Even if everything is fully automated, you should carefully consider when you implement your changes. If your changes are disruptive, you may be tempted to make them during off hours. If you are making the changes manually, that means you’re staying up late or getting up early, so you will likely not be operating at your peak. If you are staying up late, you will be sleeping after the event, which means that by the time you wake up, users will already potentially be encountering errors. So then you’re fixing things from home or cursing rush hour with extra fervor, all while under stress. You might have also had to act during your maintenance window, so your backups or index changes might happen at inopportune times.
If you hit “Deploy” during the day, you might cause problems for more users, but you will also get immediate feedback and be able to manage the incident with a full IT staff during their normal hours. If you start early in the day and experience an extended outage, business is affected for most of the day and workers might not have other things to work on. If you start late in the day, workers can avoid the brunt of the impact by simply leaving early, but that might mean you’re working late to fix things.

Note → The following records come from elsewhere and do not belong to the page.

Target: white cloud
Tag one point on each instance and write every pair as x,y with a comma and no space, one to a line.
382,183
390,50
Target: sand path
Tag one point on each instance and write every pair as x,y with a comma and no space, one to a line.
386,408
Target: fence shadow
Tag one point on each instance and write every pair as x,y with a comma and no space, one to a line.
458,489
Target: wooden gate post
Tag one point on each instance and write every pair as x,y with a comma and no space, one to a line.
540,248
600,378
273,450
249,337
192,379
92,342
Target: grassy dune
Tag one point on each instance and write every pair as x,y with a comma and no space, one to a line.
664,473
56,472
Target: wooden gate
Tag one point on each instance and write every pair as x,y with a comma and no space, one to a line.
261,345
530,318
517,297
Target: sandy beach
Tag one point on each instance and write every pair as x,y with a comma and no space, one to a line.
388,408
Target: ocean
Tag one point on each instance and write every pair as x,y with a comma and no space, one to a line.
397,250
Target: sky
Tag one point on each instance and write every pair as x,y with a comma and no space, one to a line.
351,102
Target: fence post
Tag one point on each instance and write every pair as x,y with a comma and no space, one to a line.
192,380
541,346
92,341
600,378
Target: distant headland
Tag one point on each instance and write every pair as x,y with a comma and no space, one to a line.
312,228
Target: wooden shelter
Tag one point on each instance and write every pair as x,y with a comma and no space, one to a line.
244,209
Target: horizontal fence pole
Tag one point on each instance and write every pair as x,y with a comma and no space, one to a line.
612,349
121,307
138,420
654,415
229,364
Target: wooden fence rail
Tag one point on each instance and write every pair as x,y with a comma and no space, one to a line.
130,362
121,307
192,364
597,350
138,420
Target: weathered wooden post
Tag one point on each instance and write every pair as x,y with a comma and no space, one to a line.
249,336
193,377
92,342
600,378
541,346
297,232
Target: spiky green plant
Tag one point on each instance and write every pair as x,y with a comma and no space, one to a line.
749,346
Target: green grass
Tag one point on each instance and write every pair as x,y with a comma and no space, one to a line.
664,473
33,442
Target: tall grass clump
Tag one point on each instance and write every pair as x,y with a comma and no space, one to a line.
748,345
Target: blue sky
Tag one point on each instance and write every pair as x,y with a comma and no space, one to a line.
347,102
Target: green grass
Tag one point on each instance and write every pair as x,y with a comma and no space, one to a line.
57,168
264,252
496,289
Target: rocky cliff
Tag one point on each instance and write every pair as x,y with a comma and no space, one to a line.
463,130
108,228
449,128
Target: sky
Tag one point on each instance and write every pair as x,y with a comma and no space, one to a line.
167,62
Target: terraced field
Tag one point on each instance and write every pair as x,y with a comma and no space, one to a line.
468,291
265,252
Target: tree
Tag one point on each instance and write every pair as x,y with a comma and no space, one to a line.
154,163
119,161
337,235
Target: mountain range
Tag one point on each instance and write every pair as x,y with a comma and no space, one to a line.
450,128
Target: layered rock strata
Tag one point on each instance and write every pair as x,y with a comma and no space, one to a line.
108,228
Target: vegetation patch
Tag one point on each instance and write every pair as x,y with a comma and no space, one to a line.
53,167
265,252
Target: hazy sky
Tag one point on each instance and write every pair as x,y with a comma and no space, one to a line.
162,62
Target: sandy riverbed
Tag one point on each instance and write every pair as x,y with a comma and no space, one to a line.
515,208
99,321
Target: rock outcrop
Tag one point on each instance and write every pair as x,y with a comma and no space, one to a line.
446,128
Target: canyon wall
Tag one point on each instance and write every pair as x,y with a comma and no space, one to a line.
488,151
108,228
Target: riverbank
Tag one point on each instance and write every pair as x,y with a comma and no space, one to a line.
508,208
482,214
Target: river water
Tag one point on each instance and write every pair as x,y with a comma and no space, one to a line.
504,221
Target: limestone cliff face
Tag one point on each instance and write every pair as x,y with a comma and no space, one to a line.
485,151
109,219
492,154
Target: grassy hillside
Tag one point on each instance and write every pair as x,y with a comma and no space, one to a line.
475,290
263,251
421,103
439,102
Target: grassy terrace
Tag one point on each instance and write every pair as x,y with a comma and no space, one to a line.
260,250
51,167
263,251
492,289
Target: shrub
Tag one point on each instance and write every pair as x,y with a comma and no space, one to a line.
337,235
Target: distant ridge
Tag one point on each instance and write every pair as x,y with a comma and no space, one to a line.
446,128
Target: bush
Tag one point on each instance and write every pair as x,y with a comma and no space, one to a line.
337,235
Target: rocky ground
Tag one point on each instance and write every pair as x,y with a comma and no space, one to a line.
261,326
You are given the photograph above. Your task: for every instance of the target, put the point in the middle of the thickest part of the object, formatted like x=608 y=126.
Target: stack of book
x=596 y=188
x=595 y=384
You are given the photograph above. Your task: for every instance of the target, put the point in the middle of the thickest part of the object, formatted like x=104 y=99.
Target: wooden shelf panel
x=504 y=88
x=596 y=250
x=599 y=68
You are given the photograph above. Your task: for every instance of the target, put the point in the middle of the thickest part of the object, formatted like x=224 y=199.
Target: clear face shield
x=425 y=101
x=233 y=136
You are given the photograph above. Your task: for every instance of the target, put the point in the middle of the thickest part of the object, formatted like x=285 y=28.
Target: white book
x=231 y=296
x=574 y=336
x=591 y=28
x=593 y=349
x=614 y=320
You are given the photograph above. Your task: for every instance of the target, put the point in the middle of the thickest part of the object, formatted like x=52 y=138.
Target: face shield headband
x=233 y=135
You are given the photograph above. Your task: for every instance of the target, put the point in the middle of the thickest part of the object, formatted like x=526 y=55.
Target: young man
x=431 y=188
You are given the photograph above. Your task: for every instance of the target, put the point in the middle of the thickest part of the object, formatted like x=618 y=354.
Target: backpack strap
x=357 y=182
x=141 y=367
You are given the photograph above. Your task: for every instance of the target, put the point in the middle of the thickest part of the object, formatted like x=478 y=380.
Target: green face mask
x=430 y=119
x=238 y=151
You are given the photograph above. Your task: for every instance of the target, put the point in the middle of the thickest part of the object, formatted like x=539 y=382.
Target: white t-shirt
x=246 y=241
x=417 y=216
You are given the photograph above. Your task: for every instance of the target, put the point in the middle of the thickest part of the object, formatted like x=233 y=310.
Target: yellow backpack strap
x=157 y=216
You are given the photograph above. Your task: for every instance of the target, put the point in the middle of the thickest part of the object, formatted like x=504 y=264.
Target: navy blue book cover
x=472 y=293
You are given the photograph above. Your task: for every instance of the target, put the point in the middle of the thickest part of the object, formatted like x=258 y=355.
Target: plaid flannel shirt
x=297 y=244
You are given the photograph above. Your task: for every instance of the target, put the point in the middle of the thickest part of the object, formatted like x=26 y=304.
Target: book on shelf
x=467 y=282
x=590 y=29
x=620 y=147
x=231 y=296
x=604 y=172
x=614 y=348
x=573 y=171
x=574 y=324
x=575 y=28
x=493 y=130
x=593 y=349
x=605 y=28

Obviously the best time will depend on the type of changes and the needs of the business, but don’t discount the human effects (on business users and IT staffs).
No matter how many precautions you take and how you mitigate the risk, eventually something bad will happen. And when it does, you will be faced with a choice: do you fix the problem quickly in production, or do you roll back and put the fix through your normal process? As with everything else, the best answer depends on your technology stack and your business.
For me personally, it’s hard to resist the temptation to keep moving forward. Rolling back feels like admitting defeat. But no one’s going to die if we make the problem worse in our business. Let the consequences and your conscience be your guide.